Warna biru pucat langit, berbagai bentuk awan, sinar mentari yang hangat menentramkan, dan hembusan angin dengan ritme teratur menambah kemegahan kibaran Sang Dwi Warna...
*
Sepatu bertanda contreng, motor buatan negara kepulauan lain, ponsel yang nampak seperti buah, jaket bergambar macan lompat, jam tangan dengan nama pembuatnya yang membuat lidah terpelintir ketika berusaha membaca  nama itu, tas punggung dengan logo olah raga kombinasi berkuda dan hockey, bahkan pensil dan penghapus pun keluaran negara Upin & Ipin. Mungkin tidak hanya Yosa yang seperti itu. Banyak dari kita pun dengan pahit harus mengakui bahwa keadaannya memang seperti itu.
            “Yos, bagaimana kemarin lomba debat bahasa inggrisnya?”
            “Menang, dong! Tidak terlalu susah kok, lawannya.”
            “Ah, memang kamu saja yang dasarnya sudah bisa casciscus bahasa inggris sejak lahir!”
            “Hahahaha. Sudahlah, nanti kalau aku mulai menyombongkan tentang tempat lahirku, kau malah makin sewot!”
            Lahir di sebuah kota bernama Bordeoux di Perancis membuat Yosa yang kini duduk di kelas XII SMA Frans de Sales sangat menguasai dua bahasa Internasional, Inggris dan Perancis. Dari lahir hingga berusia 10 tahun, Yosafat Anthares tinggal di Perancis bersama kedua orang tuanya yang asli Indonesia. Hanya saja karena urusan pekerjaan sang ayah, keluarga kecil tersebut harus tinggal di Perancis sekian lama. Meskipun selama dasawarsa mereka tinggal di Perancis, jika berada di rumah, Yosa dan kedua orang tuanya cukup sering berkomunikasi dalam bahasa Indonesia. Ketika kembali ke Indonesia, Yosa yang sudah menamatkan pendidikan dasarnya di Perancis, melanjutkan pendidikan di usianya yang tebrilang masih muda untuk menjajaki jenjang selanjutnya di sebuah sekolah internasional di Jakarta. Saat SMA, ayahnya ditugaskan di Yogyakarta dan Yosa disekolahkan di sebuah SMA swasta biasa agar ia lebih lancar berbahasa Indonesia.

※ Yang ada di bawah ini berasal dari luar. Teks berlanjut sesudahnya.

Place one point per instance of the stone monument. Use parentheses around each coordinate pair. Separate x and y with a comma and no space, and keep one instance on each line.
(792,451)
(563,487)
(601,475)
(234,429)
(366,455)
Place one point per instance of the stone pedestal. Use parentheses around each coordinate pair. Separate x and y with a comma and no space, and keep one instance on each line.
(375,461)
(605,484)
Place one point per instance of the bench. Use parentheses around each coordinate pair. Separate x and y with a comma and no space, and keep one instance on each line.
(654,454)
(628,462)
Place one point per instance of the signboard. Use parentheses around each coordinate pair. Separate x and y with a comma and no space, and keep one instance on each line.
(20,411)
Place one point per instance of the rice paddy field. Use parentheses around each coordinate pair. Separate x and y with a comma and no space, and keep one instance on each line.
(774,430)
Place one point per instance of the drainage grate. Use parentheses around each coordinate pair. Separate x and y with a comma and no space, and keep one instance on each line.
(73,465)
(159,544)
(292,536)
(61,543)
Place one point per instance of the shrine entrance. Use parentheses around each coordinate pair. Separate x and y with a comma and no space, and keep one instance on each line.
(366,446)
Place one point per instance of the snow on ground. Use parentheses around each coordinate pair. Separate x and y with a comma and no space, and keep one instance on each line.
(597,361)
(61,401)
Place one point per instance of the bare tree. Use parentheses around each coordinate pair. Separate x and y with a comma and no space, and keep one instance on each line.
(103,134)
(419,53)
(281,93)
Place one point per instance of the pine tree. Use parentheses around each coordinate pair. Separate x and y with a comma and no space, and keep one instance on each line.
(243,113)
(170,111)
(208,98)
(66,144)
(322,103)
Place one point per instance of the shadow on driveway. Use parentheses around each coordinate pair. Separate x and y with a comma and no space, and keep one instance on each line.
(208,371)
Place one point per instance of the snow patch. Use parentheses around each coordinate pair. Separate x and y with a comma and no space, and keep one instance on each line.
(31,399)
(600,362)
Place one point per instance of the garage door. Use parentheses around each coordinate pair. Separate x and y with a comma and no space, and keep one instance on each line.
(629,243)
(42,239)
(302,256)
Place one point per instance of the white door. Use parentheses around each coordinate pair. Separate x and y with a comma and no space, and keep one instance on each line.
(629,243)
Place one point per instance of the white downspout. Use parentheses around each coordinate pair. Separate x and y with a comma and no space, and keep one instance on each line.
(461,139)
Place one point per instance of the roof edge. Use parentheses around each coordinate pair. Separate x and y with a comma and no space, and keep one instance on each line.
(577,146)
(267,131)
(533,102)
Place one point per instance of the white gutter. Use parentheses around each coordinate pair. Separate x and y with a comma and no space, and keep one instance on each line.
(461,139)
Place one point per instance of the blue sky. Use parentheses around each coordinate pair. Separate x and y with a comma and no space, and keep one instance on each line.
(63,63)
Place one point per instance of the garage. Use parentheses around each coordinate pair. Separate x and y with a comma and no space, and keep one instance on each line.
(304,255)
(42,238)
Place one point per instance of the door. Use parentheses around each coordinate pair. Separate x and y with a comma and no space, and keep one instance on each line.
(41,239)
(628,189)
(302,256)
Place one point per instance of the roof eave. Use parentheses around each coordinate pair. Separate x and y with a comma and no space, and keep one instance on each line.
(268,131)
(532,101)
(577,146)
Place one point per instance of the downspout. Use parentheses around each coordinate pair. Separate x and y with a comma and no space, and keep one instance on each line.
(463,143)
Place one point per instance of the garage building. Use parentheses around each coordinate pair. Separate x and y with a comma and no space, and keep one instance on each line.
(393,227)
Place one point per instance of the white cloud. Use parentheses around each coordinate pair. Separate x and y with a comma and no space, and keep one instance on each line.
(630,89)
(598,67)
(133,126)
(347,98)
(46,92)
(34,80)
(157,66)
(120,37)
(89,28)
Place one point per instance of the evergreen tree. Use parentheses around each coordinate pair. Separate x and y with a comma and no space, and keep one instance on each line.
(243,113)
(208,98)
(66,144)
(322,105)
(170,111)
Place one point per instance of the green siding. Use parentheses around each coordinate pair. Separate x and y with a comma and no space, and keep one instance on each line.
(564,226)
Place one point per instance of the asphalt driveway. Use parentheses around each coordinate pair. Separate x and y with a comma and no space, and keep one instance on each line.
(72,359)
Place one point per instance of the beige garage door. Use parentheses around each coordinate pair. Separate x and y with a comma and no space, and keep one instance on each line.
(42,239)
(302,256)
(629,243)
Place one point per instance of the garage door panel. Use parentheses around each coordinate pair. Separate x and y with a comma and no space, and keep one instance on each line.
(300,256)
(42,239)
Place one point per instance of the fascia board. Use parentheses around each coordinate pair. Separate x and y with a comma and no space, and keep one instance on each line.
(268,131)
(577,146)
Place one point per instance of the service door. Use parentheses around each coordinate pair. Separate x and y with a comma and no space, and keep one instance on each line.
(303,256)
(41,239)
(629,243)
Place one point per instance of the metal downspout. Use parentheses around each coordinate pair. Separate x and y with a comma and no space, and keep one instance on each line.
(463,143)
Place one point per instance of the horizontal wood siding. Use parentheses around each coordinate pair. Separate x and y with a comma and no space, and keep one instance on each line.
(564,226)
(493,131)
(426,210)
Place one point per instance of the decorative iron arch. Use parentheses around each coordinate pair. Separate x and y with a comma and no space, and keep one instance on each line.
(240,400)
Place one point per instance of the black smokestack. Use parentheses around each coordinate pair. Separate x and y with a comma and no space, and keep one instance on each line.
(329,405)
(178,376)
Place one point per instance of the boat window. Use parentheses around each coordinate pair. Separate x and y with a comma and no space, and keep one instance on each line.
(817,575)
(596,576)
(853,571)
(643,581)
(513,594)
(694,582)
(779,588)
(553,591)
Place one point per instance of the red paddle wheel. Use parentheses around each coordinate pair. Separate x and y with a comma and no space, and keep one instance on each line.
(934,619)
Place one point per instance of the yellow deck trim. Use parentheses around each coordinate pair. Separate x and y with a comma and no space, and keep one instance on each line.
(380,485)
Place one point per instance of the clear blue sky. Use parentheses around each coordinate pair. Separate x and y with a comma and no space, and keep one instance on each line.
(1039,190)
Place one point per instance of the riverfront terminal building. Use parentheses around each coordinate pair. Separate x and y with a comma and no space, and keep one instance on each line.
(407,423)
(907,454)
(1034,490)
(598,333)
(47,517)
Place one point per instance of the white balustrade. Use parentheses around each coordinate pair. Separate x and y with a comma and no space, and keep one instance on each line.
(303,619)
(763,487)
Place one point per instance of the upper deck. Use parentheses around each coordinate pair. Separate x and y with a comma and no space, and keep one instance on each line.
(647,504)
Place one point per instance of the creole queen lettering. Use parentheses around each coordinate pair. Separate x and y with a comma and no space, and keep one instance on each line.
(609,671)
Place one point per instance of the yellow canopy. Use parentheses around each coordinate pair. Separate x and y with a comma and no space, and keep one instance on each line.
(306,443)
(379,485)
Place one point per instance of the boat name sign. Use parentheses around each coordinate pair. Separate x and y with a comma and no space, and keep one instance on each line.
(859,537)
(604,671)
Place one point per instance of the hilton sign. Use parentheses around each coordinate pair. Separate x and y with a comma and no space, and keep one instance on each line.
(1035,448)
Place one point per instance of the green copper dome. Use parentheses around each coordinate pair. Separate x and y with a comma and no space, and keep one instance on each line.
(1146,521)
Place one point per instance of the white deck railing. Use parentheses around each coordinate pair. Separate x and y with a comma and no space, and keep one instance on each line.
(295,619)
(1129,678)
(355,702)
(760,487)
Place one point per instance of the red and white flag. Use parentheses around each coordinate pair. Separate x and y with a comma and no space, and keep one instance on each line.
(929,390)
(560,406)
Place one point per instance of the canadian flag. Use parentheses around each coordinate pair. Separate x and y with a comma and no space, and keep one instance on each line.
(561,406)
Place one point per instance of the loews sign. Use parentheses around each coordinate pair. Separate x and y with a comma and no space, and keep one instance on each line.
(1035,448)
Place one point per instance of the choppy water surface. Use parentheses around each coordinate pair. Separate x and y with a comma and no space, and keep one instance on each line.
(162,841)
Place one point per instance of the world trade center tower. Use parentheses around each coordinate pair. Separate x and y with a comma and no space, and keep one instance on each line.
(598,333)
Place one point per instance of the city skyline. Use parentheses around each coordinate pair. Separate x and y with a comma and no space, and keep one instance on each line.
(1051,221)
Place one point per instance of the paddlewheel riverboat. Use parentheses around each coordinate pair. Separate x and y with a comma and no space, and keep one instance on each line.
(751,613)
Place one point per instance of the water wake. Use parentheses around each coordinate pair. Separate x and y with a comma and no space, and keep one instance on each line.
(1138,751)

            “Pak, siomay satu, bakso satu, es teh dua, ya!”
            “Siap, bos!” ujar Pak Tarmin yang selalu siap melayani pelanggannya dengan penuh semangat.
            “Makasih ya, Yos,” kata Andre sembari menepuk pundak sahabatnya.
            “Santai, lah. Duduk di pojok sana, yuk!”
            Mereka berdua pun melangkahkan kaki menuju meja kantin paling pojok, dekat kolam ikan.
            “Oh, aku tau kenapa kamu pilih duduk di sini. Pasti biar leluasa lihat si Kirana, kan?”
            “Sok tahu kamu! Aku malah baru sadar kalau dia duduk di situ,” kata Yosa.
            “Halaaahh, ngaku saja! Hehehehe...”
            Yosa hanya meringis, supaya Andre tidak lagi menggodanya. Kalau terus ditanggapi, sampai jam istirahat selesai, bahkan sampai pelajaran mulai pun, Andre akan terus memperkuat argumennya dengan memberikan berbagai bukti yang dibuat-buat.
            “Yos, besok kan lebaran kita libur sepuluh hari, kamu mau pergi ke mana? Aku belom tahu mau ke mana atau ngapain. Bakalan mati bosan aku, nampaknya,” kata Andre sembari memakan siomaynya sedikit demi sedikit.
            “Belum tahu. Tapi kemarin Ayah ngajak ke San Fransisco,” jawab Yosa sembari menyeruput es tehnya yang terasa begitu segar di siang yang terik ini.
            “Wah, kamu ini melancong ke negeri tetangga terus. Kok jauh banget ke San Fransisco?”
            “Ya soalnya kami belum pernah ke sana. Hehehehe...”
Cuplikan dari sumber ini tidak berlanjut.